Once you have it looking the way you want, leave it again for a few minutes. Then brush very lightly over the top with a soft 1" paint brush. This will remove harsh edges giving it a more sandstone look of being worn and weathered.
If timed correctly, you can apply the thick coat of grout to an area, and as this is setting, you can be detailing somewhere else.

PART 3 - Colour and Seal
Once it was dry, I then proceeded to spray the base colour using acrylic paints. I choose burnt umber to spray the whole project as a base colour. This made a great base colour.
Once the base colour had been applied, I then continued to spray the different colours, allowing them to overlap. I had mixing tones and shades as I went along. If I made a mistake or put to much of one tone to an area, I left it for a while and resprayed that area using the base tone to lighten the effect.
The paints I used are all Acrylic children's liquid paints (non-toxic) thinned with water.
Burnt Umber had been used the most and I have gone through 250ml of a 500ml bottle.
The following are all 59ml bottles:
Brilliant orange, Leaf green, Christmas red, Brilliant blue, Yellow, Black, and White.
Mixing the orange with a small amount of green makes a great mustard colour. The burnt umber was mixed with small amounts of either blue, black, red, white, and/or yellow to alter the colour cast base umber tone, making the resulting colours more suited what I was looking for. Black and white were mixed to make grey tones for added shade. The grey was mixed with the burnt umber to make sort of a dirty brown tone. I started with a base colour of burnt umber all over then changed the tones as I went along.
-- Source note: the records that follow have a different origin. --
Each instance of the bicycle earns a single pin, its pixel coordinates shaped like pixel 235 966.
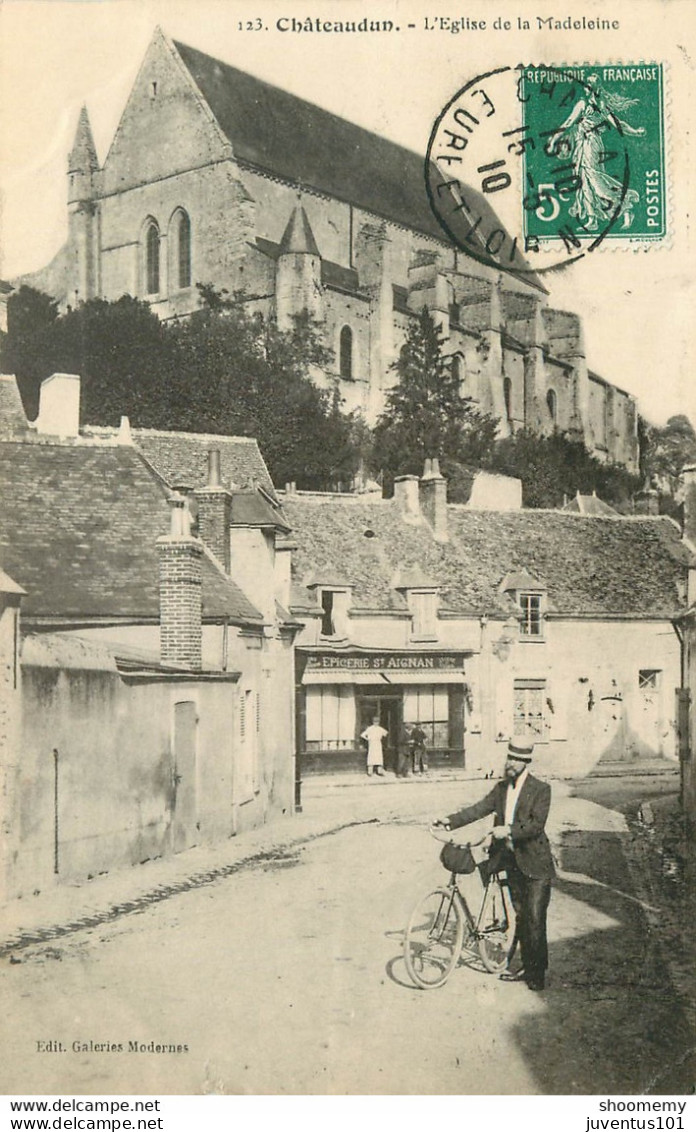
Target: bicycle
pixel 436 931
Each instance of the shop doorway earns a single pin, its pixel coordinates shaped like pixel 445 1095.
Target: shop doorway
pixel 388 710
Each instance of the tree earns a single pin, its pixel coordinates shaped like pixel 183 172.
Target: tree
pixel 552 468
pixel 424 413
pixel 666 452
pixel 222 370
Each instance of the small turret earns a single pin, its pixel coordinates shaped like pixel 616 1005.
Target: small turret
pixel 298 282
pixel 83 162
pixel 83 169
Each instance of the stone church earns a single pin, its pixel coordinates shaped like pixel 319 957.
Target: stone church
pixel 216 177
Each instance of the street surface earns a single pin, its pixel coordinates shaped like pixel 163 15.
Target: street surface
pixel 286 977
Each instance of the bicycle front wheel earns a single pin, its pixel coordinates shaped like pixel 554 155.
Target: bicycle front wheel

The Rule of Thumb that I used
Work from darkest to lightest tones. I laid the background down flat on a table. I then sprayed the "undersides" at roughly a 30 degree angle with the dark tones. Then I turned the background around 180 degrees to then spray the lighter tones over the "top" surfaces. The sand tones and subsequently the mustard tone were then sprayed with the background stood upright. The result was that the dark tones added a shadow effect on the undersides of the features, while the lighter tones highlighted the top surfaces.
In retrospect, I think I would of liked more brown tones rather than having to mix colours. Some extra tones I would have included would have been a dark brown, brown, or light brown sandy sort of colour, and a light green or olive colour.
Once the spraying was done, I added a small amounts of extra tones using a sponge.